Нужно отдать этим лесным красавицам должное — оружие они выбрали безупречно. Я не специалист по свиной мимике, но, похоже, Сакаяма расплылся в довольной ухмылке и не возражал, когда девицы, подхватив его под локти, повели его к мощному корявому дереву, росшему посреди лужайки. На меня они не обратили ровным счетом никакого внимания, словно меня тут и не было.
— Приготовим же братцу угощение! — с этими словами та из девиц, которая была в зеленом, вытряхнула из широкого рукава вышитую скатерть, которая сама раскрылась и распласталась по траве. Барышня в желтом халате тоже встряхнула рукавами, и на скатерть опустились глиняные графинчики и круглые маленькие металлические чашечки без ручек. Из рукавов той, которая была в красном, между чашечек просыпались дождем шарики, скатанные из меда с кунжутом, крошечные розовые печеньица, колобки со сладкой фасолью и прочие сладости, с которыми я уже был знаком по лавкам Камито. Как мне ни хотелось есть, я решил, что ничего из этого в рот не возьму. Хотя ванилью, вроде, тут и не пахло, впрочем, любые запахи померкли бы от той смеси перегара, пота, навоза и еще какой-то кислой тухлятины, которой несло от Сакаямы. Девиц однако аромат моего спутника, кажется, нисколько не смущал.
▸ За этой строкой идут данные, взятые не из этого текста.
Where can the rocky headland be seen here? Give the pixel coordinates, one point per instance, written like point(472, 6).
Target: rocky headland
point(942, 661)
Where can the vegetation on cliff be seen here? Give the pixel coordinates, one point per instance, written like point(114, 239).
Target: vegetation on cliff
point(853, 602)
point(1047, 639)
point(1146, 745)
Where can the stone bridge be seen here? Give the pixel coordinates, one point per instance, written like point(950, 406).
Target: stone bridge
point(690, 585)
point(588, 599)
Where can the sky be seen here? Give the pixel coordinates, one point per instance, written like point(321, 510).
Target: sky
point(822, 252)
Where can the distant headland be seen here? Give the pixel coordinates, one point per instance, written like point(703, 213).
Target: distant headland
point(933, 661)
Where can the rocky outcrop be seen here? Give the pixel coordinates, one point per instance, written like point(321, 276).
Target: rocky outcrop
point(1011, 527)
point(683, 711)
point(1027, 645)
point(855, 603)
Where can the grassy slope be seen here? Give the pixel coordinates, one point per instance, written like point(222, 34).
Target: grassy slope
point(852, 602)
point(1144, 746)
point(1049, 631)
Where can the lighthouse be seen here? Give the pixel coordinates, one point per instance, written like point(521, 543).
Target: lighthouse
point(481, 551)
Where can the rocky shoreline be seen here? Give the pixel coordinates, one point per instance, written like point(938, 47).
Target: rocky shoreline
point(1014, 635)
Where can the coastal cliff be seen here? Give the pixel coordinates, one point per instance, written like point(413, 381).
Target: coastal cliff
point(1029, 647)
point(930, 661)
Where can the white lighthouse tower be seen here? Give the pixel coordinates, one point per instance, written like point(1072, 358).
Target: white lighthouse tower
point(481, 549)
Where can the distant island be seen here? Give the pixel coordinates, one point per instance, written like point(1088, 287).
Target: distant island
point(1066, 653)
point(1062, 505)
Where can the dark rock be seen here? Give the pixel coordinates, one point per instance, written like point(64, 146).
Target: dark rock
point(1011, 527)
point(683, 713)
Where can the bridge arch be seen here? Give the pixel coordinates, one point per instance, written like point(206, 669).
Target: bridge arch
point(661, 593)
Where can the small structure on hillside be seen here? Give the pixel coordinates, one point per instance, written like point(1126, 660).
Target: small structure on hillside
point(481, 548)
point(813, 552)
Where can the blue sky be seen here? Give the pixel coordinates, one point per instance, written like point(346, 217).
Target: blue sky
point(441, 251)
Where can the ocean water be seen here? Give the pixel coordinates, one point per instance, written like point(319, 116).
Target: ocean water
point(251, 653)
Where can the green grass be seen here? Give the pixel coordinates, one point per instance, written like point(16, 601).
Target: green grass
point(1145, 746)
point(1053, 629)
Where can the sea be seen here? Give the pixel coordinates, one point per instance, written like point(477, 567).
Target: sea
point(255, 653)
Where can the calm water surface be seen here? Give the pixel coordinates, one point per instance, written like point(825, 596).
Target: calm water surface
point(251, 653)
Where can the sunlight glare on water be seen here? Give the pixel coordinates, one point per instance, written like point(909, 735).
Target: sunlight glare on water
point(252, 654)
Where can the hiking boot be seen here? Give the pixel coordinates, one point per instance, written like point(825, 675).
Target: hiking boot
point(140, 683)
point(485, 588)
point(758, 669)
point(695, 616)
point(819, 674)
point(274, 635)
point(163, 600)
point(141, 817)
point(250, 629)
Две подсели к нему с разных сторон, то и дело приникая свежими щечками к щетинистому рылу, одна ловко разливала вино по чарочкам, а щебетали они так, что у меня вскоре в голове зазвенело.
— Мы живем тут, неподалеку, пошли в лес слушать кукушку, но кукушка, негодница, сегодня молчит. Решили развлечься игрой, а тут и братец пожаловал.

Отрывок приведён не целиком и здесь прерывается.